Para ilustrar su impacto, compartimos a continuación un fragmento del libro "La era de la Yihad" escrito por el periodista irlandés Patrick Cockburn (el libro es una recopilación de artículos periodísticos editado por la editorial Capitán Swing), que describe cómo es vivía en Iraq bajo las sanciones de la ONU en los trece años que precedieron a la guerra que inició Bush en el 2003.

"Las Naciones Unidas devastaron Iraq en los trece años que van entre 1990 y 2003. Los iraquíes vieron como su nivel de social y económico pasaba de ser similar al de Grecia a estar al a altura del de Mali. La Organización Mundial de la Salud declaró que en 1996 "la inmensa mayoría de la población del país llevaba años con una dieta de semiinanición". Naciones Unidas estimaba que entre seis y siete mil niños estaban muriendo al mes a consecuencia de las sanciones. Millones de iraquíes  que habían tenido buenos trabajos y habían vivido cómodamente se vieron sumidos en la pobreza y a abocados incluso a la delincuencia".
"La enseñanza y la sanidad pública del país, servicios que habían llegado a ser de gran calidad, se derrumbaron. Un equipo médico extranjero de visita en el país fue testigo de cómo un cirujano trataba de practicar una operación con tijeras demasiado desafiladas como para rasgar la piel del paciente".
"Había cortes de electricidad y agua potable porque las centrales eléctricas y las plantas potabilizadoras fueron el blanco de la campaña de bombardeos de 1991 y se reconstruyeron tan sólo parcialmente"
"Sin dinero para pagar el sueldo a los funcionarios ,la Administración se volvió irremediablemente corrupta y no ha dejado de serlo desde entonces. La invasión liderada por Estados Unidos en 2003 destruyó el Estado y el ejército iraquíes, pero el régimen de sanciones ya había hecho añicos la sociedad y la economía del país"

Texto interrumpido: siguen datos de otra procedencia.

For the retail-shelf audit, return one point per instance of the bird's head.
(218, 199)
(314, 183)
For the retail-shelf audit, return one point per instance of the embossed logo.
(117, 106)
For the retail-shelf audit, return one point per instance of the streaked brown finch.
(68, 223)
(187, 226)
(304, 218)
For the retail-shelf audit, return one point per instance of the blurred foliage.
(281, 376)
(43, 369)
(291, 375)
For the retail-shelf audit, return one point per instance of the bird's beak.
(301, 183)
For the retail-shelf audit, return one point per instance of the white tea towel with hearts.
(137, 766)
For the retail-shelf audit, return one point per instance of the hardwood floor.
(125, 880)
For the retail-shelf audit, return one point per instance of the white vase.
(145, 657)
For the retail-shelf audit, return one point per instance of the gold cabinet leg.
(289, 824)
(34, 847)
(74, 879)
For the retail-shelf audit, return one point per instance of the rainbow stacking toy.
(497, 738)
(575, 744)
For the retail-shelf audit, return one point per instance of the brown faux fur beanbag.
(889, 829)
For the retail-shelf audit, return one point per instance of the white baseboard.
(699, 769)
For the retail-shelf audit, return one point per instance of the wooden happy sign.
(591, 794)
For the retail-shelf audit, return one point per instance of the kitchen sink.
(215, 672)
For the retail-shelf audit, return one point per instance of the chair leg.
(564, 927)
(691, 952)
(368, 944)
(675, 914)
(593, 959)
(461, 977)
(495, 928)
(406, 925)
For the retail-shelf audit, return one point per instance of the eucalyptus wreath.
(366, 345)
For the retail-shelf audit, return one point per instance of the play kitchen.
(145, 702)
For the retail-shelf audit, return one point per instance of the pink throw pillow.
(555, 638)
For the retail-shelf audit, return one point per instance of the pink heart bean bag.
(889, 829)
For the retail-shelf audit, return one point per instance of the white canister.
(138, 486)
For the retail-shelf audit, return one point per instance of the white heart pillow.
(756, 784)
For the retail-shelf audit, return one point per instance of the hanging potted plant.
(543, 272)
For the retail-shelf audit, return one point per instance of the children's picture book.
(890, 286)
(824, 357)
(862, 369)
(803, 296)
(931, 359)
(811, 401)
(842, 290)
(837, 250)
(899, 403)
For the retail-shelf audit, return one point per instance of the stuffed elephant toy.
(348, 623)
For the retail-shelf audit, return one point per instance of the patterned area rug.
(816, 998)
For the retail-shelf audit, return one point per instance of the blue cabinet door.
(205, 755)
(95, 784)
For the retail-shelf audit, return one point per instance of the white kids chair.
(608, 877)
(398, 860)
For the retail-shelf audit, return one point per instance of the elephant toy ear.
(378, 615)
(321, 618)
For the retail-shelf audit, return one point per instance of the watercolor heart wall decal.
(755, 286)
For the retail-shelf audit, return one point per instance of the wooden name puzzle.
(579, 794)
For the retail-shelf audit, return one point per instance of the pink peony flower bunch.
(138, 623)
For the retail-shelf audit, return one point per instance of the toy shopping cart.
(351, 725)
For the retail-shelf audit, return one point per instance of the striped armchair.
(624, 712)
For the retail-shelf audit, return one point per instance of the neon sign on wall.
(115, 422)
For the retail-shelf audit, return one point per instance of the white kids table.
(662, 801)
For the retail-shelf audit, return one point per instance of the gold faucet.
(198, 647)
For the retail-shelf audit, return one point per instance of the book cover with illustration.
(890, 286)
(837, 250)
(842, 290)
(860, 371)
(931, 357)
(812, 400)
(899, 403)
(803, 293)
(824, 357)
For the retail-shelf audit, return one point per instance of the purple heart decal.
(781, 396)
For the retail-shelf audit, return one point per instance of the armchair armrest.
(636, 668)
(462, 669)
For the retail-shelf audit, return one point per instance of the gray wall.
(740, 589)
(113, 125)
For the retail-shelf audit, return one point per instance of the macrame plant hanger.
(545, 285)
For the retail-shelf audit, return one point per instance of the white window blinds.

Vista frontal de la fachada de la sede de la ONU


"Puede que las sanciones de la ONU mataran a más iraquíes que cualquiera de las guerras posteriores. Aplicadas a partir de 1990, tras la invasión de Kuwait ordenada por Sadam Hussein, impusieron un riguroso cerco sobre todo un país, que se suavizó solo levemente a partir de 1996, con el programa de "petróleo por alimentos". El supuesto objetivo de las sanciones era debilitar a Sadam H. privando al régimen de dinero y de todo tipo de bienes que pudieran permitirle reconstruir su maquinaria militar. Se prohibieron productos tan inofensivos como los lápices de grafito porque podían utilizarse, sus minas, para fabricar armas nucleares; no podía importarse cloro porque potabilizar aguas contaminadas podía transformarse en gas tóxico; las ambulancias escaseaban porque podían utilizarse para transportar tropas..."
"Ninguna de estas medidas sirvió para debilitar el poder de Sadam Hussein, pero tuvieron un efecto catastrófico sobre la totalidad del pueblo iraquí"
"La gente es más mucho más consciente de las víctimas de la acción militar directa, como por ejemplo, los niños muertos o un ataque aéreo. Un embargo económico puede multiplicar el número de muertes por cien, pero lo hace en silencio y a puerta cerrada. Sus primeras víctimas son los más jóvenes, los más viejos y los más enfermos. El número de niños fallecidos antes de cumplir el primer año de vida pasó de uno de cada treinta en el momento en que se impusieron las sanciones a uno de cada ocho siete años más tarde. Muchos iraquíes no comían lo suficiente. Así de triste y sencillo..."

- Las víctimas de una guerra parecer serlo sólo cuando sufren un bombardeo o reciben un disparo. La única guerra que se reconoce es la militar; no la económica. La muerte por embargos no es espectacular, es lenta, dolorosa y  carente de sangre, por lo que se acaba normalizando y no despierta ningún interés. Nuestro mundo actual se configura a través de la imagen y las que se generan por este tipo de guerras no llegan hasta la mayoría de las personas. Por eso es mucho más fácil para un gobierno, en este caso el de la Administración Trump, aprobar unas sanciones internacionales sin despertar protestas que una acción militar.